Why NPS investors should avoid alternate investment funds
The new category introduced two years ago does not offer a very attractive risk-reward ratio to NPS investors.

Private sector NPS subscribers can now invest up to 5 percent of their corpus in alternate investments, including alternate investment funds (AIFs), real estate investment trusts (REITs) and infrastructure investment trusts (InvITs), and so on.
However, the plans, or ‘A’ class of funds, have not really kicked off. The corpus managed under these plans is insignificant, with the combined assets under management (AUM) of all pension funds standing at less than Rs 5 crore. This is a fraction of the Rs 12,985 crore AUM of private sector NPS funds. HDFC Pension Fund has the largest corpus at Rs 2 crore. Other pension fund managers’ alternate investment plans have less than Rs 1 crore in assets—the minimum lot size needed for investment in any alternate investment vehicle. Since flows are low, most fund managers have parked these flows elsewhere. As Sandeep Shrikhande, CEO, Kotak Pension Fund, says, “Most pension fund managers are not in a position to deploy these flows in alternate investments.” Most of the money is temporarily parked in perpetual bonds offered by banks.
Not better than equities
Alternative investment funds outperformed debt but have lagged equity funds

Data as on 20 April, 2018 Source: Value Research
As on 31 March, HDFC Pension Fund had invested around 70% of its alternate investment plan in these bonds with the rest in liquid funds and cash. ICICI Prudential Pension Fund holds around 89% of its scheme A allocation in perpetual bonds.

The bonds are fixed income securities with no maturity date that yield a steady stream of interest income in perpetuity As far as performance is concerned, alternate investments have generated healthy returns. They have gained 7.5% on an average over the past year. The equity portion of NPS clocked nearly 15% return on an average, while returns from the government bond plan and corporate debt plan have averaged 3.5% and 5.1% respectively.
Pension fund managers says managing the alternate investment portion of NPS is a challenge. There is little awareness about alternate investments as it is not really a retail product. The asset class was introduced to give individuals a chance to participate in securities not typically accessible for retail investors. As it is not an automatic part of the NPS structure, investors have to actively ‘opt into’ the asset class. The products forming a part of alternate investments are relatively new concepts in India.

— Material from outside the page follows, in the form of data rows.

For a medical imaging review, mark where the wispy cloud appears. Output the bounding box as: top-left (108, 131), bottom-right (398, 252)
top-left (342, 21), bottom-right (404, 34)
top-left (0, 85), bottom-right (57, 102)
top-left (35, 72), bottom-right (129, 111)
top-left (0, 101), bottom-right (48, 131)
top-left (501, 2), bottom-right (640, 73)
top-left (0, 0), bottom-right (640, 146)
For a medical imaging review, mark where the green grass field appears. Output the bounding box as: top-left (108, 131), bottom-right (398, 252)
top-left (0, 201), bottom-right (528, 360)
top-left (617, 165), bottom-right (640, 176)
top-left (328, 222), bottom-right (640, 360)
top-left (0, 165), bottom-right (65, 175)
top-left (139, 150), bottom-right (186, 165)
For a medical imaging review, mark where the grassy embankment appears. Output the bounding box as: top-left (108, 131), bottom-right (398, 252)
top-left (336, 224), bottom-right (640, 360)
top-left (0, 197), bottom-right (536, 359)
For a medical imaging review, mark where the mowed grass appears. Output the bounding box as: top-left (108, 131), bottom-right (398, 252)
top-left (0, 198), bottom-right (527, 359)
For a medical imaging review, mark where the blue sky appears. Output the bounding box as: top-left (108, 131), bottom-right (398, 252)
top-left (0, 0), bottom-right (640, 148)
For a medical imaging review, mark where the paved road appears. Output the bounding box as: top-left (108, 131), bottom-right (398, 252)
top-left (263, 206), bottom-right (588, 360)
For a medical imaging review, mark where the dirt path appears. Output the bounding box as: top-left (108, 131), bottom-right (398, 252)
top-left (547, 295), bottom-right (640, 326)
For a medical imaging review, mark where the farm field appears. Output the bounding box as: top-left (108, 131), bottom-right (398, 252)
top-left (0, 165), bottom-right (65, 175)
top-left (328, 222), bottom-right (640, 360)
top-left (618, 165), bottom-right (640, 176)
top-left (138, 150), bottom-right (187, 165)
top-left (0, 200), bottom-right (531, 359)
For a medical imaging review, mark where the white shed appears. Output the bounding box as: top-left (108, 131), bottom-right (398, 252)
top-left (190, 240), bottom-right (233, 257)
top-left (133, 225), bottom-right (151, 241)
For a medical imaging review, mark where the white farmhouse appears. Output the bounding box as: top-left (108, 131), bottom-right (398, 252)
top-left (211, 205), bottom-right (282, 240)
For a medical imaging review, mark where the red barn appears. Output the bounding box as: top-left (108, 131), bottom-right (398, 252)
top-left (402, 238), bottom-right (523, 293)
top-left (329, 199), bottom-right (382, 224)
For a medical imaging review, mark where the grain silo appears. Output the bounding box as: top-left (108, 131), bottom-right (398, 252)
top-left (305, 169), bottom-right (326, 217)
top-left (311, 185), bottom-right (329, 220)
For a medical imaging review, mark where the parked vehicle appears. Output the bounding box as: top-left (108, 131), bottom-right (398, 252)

REITs and InvITs— pooled investment vehicles that generate income from investment in properties and infrastructure projects—were introduced revcently. Only two InvITs— IRB InvIT Fund and Indiagrid Trust—have got listed so far while not a single REIT has been launched. Despite various relaxations, more listings have not taken place as they have failed to attract investors.
Rules state pension fund managers can only invest in AIFs with corpus equal to or more than Rs 100 crore, and in instruments having a minimum rating of AA and above. Feroze Azeez, Deputy CEO, Anand Rathi Private Wealth, feels NPS investors can do without exposure to alternate investments. The track record of AIFs is not very healthy, he says, with equity funds performing far better than corresponding alternate funds.